The enzymes involved in lipid metabolism are synthesised on free ribosomes and selectively imported to peroxisomes. These enzymes include one of the two signalling sequences- Peroxisome Target Sequence 1 being the most common one.
The phospholipids of peroxisomes are usually synthesised in smooth Endoplasmic reticulum. Due to the ingress of proteins and lipids, the peroxisome grows in size and divides into two organelles.
The main function of peroxisome is the lipid metabolism and the processing of reactive oxygen species. Other peroxisome functions include:
- The synthesis of ether glycerolipids of plasmalogens.
- The formation of bile acids, dolichol, and cholesterol.

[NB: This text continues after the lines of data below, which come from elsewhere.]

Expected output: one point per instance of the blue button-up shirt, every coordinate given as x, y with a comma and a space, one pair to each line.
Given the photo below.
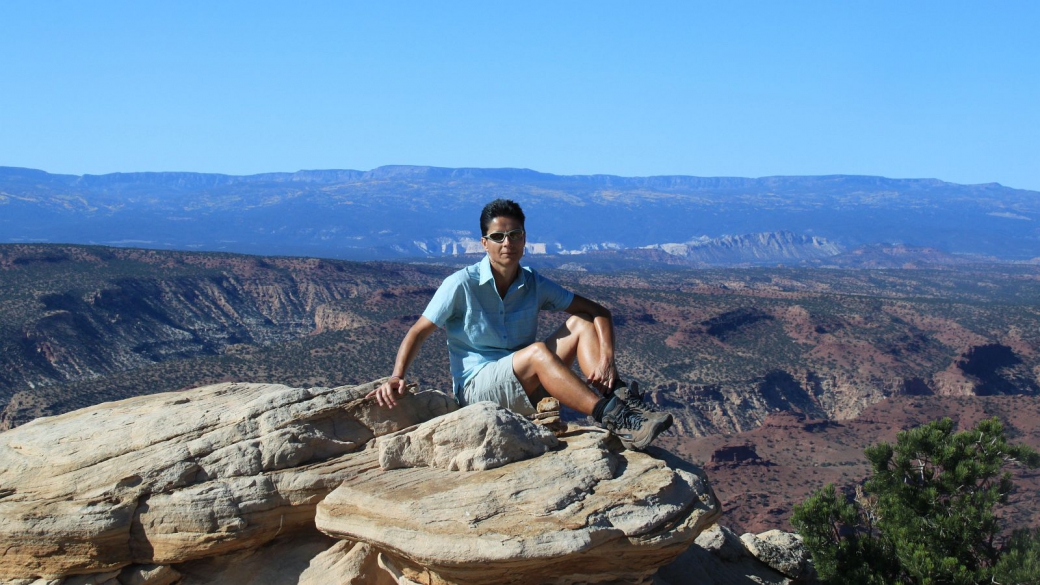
483, 327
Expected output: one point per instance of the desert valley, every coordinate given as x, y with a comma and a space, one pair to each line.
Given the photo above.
778, 377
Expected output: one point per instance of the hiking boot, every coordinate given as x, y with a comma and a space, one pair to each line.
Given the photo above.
635, 427
633, 398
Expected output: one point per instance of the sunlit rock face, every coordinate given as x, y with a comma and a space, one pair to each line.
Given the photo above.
242, 484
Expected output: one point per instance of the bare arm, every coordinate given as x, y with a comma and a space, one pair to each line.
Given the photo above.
604, 376
406, 354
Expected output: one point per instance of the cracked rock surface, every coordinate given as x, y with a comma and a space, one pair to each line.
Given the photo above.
588, 511
169, 478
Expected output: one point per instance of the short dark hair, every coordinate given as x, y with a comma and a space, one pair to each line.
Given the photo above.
500, 208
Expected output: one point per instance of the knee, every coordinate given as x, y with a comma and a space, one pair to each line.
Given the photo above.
579, 323
539, 353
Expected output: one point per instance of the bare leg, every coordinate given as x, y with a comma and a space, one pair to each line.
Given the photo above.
576, 338
536, 365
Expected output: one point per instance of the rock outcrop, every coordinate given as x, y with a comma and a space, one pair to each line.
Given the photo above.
232, 484
171, 478
590, 512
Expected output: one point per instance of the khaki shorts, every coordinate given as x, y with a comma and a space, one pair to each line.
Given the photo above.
496, 382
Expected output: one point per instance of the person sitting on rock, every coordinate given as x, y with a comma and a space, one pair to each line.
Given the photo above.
490, 311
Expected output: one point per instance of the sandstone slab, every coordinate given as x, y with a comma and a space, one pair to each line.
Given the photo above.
588, 511
166, 478
479, 436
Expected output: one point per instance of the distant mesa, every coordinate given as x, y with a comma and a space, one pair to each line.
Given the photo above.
695, 221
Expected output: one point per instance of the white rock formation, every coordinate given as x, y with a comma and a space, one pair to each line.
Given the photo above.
481, 436
590, 511
222, 484
167, 478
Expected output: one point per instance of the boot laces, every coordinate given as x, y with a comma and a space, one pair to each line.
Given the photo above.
629, 418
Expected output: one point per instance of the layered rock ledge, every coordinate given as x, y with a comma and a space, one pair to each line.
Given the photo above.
170, 478
232, 484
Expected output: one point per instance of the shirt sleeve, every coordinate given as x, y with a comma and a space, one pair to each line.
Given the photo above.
442, 306
552, 297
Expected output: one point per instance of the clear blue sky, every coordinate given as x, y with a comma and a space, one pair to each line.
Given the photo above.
946, 90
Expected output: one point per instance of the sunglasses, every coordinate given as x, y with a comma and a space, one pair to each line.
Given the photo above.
499, 236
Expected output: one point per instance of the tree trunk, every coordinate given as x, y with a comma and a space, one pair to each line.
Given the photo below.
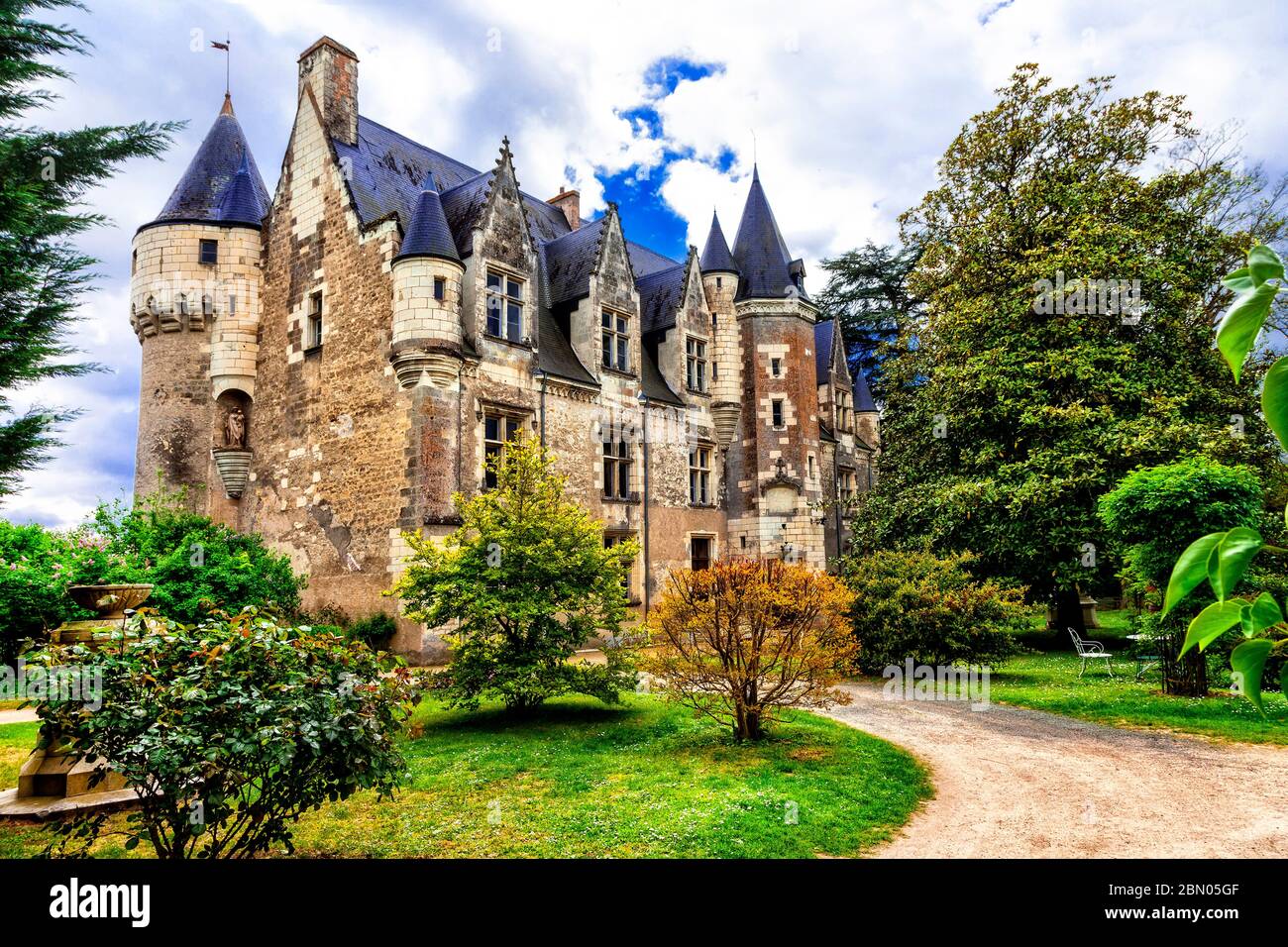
1068, 613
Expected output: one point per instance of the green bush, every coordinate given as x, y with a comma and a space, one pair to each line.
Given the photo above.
912, 603
196, 566
375, 630
233, 729
1155, 512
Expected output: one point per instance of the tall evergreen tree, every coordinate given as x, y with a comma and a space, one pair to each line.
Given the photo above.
1019, 407
44, 178
867, 292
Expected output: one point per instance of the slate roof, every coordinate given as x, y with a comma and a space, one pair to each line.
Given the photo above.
660, 298
715, 253
209, 189
823, 350
760, 253
428, 234
570, 261
653, 384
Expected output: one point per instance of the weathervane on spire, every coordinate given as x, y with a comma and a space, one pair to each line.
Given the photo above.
228, 54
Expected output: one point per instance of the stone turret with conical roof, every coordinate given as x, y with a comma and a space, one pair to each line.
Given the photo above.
778, 449
720, 285
426, 305
194, 299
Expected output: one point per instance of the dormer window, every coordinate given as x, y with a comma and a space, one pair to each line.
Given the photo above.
503, 305
696, 360
844, 414
616, 341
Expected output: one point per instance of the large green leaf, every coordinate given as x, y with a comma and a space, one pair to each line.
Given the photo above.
1263, 264
1190, 570
1274, 399
1248, 660
1212, 622
1241, 324
1231, 560
1265, 612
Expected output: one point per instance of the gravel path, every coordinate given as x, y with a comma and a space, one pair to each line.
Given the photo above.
1025, 784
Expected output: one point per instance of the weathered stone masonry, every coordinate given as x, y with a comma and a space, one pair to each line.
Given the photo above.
389, 309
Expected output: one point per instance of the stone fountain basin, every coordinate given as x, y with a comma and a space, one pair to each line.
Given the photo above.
110, 600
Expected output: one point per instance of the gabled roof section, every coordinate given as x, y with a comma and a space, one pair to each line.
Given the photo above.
200, 193
823, 350
572, 258
862, 393
760, 253
554, 351
653, 384
715, 253
428, 234
661, 294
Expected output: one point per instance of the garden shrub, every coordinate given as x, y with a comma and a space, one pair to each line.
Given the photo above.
741, 641
233, 729
375, 630
912, 603
194, 565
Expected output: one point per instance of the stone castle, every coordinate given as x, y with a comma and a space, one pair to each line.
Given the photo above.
329, 364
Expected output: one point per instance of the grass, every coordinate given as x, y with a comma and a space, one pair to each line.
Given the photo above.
1048, 681
584, 780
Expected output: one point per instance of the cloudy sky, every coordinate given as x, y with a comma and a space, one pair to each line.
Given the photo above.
660, 106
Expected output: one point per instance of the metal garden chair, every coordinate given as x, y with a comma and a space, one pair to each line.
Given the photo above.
1089, 651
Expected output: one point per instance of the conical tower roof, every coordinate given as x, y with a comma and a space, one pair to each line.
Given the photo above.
760, 252
202, 193
715, 253
428, 234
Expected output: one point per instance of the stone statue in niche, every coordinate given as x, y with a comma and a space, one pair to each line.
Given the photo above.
235, 428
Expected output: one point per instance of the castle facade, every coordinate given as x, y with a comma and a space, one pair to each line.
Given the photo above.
329, 364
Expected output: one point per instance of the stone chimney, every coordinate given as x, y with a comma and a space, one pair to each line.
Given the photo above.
331, 71
570, 202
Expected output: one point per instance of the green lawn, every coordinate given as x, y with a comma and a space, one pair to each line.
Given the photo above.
583, 780
1048, 681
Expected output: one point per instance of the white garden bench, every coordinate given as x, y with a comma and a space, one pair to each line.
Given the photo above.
1089, 651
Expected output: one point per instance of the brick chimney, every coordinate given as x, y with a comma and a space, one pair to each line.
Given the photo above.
331, 71
570, 202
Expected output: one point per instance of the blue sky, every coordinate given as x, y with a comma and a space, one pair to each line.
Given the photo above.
658, 106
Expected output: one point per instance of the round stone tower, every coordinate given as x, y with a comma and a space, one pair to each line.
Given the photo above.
426, 305
720, 283
194, 298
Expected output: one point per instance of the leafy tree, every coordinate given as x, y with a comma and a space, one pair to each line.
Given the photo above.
912, 603
231, 731
44, 178
1150, 518
524, 581
867, 292
742, 639
193, 564
1012, 416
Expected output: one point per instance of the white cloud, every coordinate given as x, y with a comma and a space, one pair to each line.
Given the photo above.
850, 106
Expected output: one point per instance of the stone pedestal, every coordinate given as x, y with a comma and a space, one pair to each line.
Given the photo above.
51, 781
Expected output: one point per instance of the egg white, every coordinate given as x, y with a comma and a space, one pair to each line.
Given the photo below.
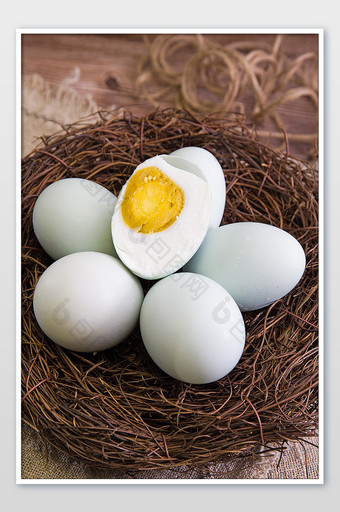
156, 255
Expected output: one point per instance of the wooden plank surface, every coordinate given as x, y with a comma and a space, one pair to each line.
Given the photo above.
107, 66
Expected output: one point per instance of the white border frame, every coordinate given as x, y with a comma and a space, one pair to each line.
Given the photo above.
316, 31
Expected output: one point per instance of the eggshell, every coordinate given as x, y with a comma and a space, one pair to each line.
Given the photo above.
72, 215
192, 328
87, 301
204, 164
158, 254
256, 263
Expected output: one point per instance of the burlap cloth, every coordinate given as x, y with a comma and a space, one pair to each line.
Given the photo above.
45, 109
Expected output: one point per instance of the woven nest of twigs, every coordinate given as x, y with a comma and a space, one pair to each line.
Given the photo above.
116, 409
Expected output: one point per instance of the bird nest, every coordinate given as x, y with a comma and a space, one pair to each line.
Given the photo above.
116, 409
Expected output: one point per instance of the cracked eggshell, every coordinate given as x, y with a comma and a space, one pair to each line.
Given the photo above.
156, 255
204, 164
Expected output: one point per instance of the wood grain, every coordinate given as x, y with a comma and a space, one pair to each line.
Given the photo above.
107, 66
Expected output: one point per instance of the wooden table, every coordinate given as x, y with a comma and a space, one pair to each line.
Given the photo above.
108, 64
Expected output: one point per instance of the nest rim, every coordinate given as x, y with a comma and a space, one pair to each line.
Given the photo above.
159, 422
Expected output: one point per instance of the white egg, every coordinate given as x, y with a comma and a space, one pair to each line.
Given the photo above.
192, 328
204, 164
257, 263
73, 215
161, 217
87, 301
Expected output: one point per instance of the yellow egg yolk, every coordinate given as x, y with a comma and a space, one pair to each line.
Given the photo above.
152, 201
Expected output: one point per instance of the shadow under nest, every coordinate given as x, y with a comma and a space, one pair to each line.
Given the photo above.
116, 409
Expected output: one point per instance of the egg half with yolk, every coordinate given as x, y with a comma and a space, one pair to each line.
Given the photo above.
160, 219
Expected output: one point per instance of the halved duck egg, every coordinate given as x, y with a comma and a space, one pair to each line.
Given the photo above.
160, 219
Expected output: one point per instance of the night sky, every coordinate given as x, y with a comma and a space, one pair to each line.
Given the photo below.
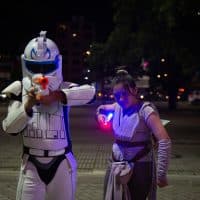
20, 21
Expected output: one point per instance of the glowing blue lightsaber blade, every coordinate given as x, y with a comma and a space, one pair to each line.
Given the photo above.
109, 117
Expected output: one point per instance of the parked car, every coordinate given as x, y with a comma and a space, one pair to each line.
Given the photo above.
194, 97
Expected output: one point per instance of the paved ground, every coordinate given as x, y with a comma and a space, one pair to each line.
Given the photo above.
184, 172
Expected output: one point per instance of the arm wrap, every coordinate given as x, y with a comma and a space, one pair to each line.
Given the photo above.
164, 151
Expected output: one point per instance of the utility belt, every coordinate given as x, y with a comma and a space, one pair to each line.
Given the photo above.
45, 153
147, 146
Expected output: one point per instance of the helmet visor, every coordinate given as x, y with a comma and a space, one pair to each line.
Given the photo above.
41, 67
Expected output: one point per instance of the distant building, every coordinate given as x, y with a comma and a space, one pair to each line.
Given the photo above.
74, 39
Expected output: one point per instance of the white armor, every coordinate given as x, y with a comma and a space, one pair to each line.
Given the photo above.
46, 129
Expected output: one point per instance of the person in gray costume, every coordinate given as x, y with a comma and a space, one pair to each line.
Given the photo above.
132, 173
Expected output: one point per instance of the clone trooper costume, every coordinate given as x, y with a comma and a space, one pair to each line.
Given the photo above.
48, 169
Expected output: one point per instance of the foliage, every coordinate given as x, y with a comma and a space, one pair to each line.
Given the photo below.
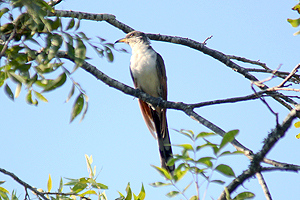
199, 167
295, 22
30, 43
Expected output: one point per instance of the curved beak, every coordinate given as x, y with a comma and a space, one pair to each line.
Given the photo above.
121, 40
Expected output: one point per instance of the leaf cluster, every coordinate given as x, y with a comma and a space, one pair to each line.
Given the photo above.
189, 162
295, 22
29, 45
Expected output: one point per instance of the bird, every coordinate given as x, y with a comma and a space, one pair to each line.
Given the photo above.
148, 73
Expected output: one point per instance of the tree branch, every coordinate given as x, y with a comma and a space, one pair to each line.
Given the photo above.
264, 186
269, 142
26, 185
111, 19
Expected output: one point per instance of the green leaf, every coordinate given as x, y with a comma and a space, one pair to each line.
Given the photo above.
88, 192
244, 195
228, 137
159, 184
80, 52
40, 96
172, 194
294, 22
218, 181
85, 108
179, 174
9, 92
71, 24
204, 134
2, 189
49, 183
18, 90
4, 195
297, 124
195, 197
72, 181
56, 42
188, 147
109, 54
78, 187
129, 193
206, 161
163, 172
225, 170
142, 193
3, 11
102, 186
77, 24
77, 107
61, 185
59, 81
89, 161
208, 144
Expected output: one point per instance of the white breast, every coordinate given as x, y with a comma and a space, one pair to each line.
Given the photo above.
143, 69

- The catabolism of purines, polyamines, and amino acids, and the detoxification of reactive oxygen species
- In methylotrophic yeasts, peroxisomes are also involved in the metabolism of methanol and methylamines.
In plants, peroxisomes facilitate photosynthesis and seed germination. They prevent loss of energy during photosynthesis carbon fixation.
Metabolism of Peroxisomes
Isolated peroxisomes are permeable to small molecules such as sucrose. During the isolation process, they often lose proteins that are normally confined to the peroxisomal matrix. In all living cells, peroxisomes are the sealed vesicles surrounded by a single membrane.
Biogenesis of Peroxisomes
As peroxisomes have no DNA, all their proteins must be imported from genes encoded in the nucleus. Most of the proteins that reside in the peroxisome matrix and membrane are synthesized in the cytosol and then imported posttranslationally to the organelle.
About 25 PEX genes, encoding proteins called peroxins are necessary for the biogenesis of the organelle. Most of these genes are found in multiple organisms and 13 are conserved in humans.